Of course Margaret was instantly silenced. She smiled confusedly but could not find a word with which to begin. It was of her spiritual and mental future that she had wished to talk to Lady Challis, but how could such important subjects be discussed up a plum tree in a high wind?
‘You look happier than you did in the summer,’ began Lady Challis, helping her out. (‘Oh, just let them fall anywhere and Irene will collect them but don’t send down too many at a time or they’ll get lost in the grass.) Are you happier?’
‘Oh, yes, I am.’ This was a question that Margaret did not have to consider before answering.
‘Any special reason, or just – (whew! there’s a gust! – hang on tight – and there goes my handkerchief!’ as a large grey object sailed away across the trees), ‘just everything?’
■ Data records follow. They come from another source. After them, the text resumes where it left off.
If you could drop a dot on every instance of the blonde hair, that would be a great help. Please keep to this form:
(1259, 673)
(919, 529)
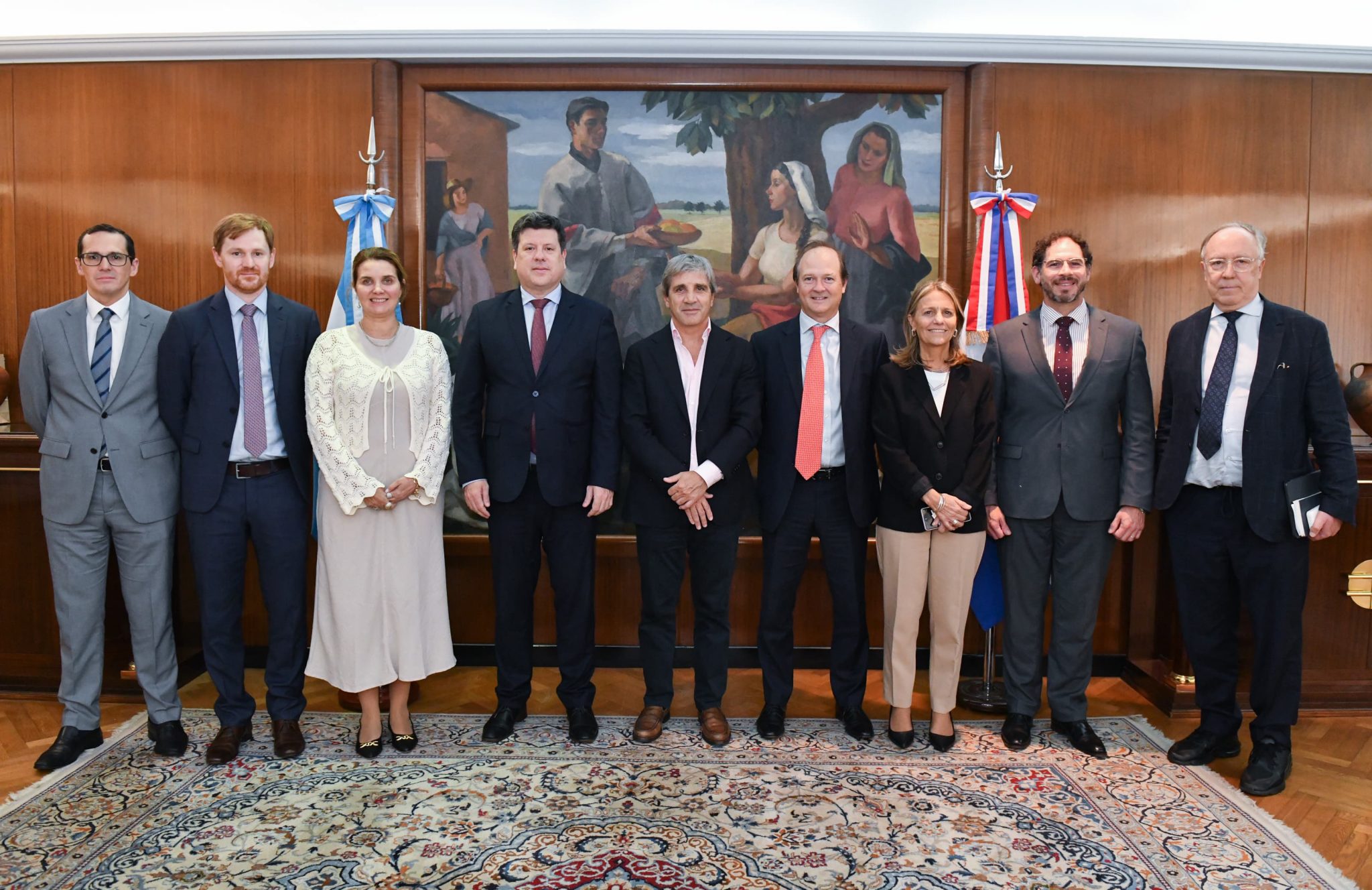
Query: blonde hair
(908, 355)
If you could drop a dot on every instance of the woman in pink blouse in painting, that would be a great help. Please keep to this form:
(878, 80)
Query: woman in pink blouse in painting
(872, 217)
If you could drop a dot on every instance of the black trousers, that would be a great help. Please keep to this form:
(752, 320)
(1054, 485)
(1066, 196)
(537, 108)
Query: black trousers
(662, 565)
(271, 513)
(518, 531)
(1221, 566)
(818, 507)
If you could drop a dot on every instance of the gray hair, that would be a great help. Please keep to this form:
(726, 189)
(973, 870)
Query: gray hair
(1247, 227)
(688, 263)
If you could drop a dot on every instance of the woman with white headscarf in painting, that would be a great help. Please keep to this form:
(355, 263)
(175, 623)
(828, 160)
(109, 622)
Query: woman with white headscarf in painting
(872, 217)
(766, 279)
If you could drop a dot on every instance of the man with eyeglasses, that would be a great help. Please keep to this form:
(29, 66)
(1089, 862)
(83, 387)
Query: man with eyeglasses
(1073, 474)
(1249, 387)
(107, 476)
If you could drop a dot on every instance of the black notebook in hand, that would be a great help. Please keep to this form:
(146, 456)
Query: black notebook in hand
(1304, 502)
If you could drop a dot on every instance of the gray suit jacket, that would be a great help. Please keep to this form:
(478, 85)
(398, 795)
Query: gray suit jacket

‘No special reason,’ answered Margaret, colouring. She leant out along a bough and manœuvred with her stick for a plum half-hidden in leaves. ‘Nothing much has happened to me this last year, except getting to know all of you and seeing some pictures and hearing a lot of lovely music.’
‘Are you fond of music? (Claudia, get my handkerchief, will you, my dear?’ in a prolonged shout, ‘Look, there, on that bush.)’
‘I like it better than anything except poetry.’
‘Ah, poetry. I can’t enjoy that as I used to. You’ll find that, too, I expect, as you get old. I’ve heard other old people say so. This is what I like now.’ She put her hand upon the trunk of the tree and lifted her face into the wind. ‘Let’s rest a minute, shall we?’
She hooked her stick over a branch and Margaret did likewise. Lady Challis took out her cigarette-case, but put it away again, for no light could have lasted for an instant in that wind.
‘And I’ve been thinking a lot about the Past,’ Margaret continued, finding it easier to talk as she went on. ‘There’s an old hunting-lodge that belonged to Odo of Bayeux, the tradition goes, close to where I live in London – or rather, the site of it is quite close; there’s nothing left of it now but a low hill that you can see from the Underground railway station. I went specially to look at it. It was a sort of pilgrimage.’
‘All the horrors dimmed with age
Like demons in a missal page,’
said Lady Challis absently, linking her hands round a bough as if to enjoy the roughness of the bark. ‘I am not sure if a passion for the past is altogether satisfying. And sometimes it produces a horror of the present.’
‘That’s exactly what it is producing in me! I’m getting to hate everything contemporary. I expect you will say that the poor suffered horribly in the past; I know that, and I don’t care. It was all beautiful; that’s all that matters to me.’
‘I am glad to hear you speak with such feeling; it shows enjoyment. Nevertheless, a passion for the past is a form of yearning. It is doomed never to be satisfied, and therefore it can never be satisfying.’
‘I am used to not being satisfied.’ Margaret’s tone was a little tart, for it seemed to her that Lady Challis was easily placed for giving advice about satisfaction; she had been beautiful, had married, had borne a child, and now in old age possessed money to buy the objects and experiences which gave her delight. ‘I have to get my happiness out of wanting things.’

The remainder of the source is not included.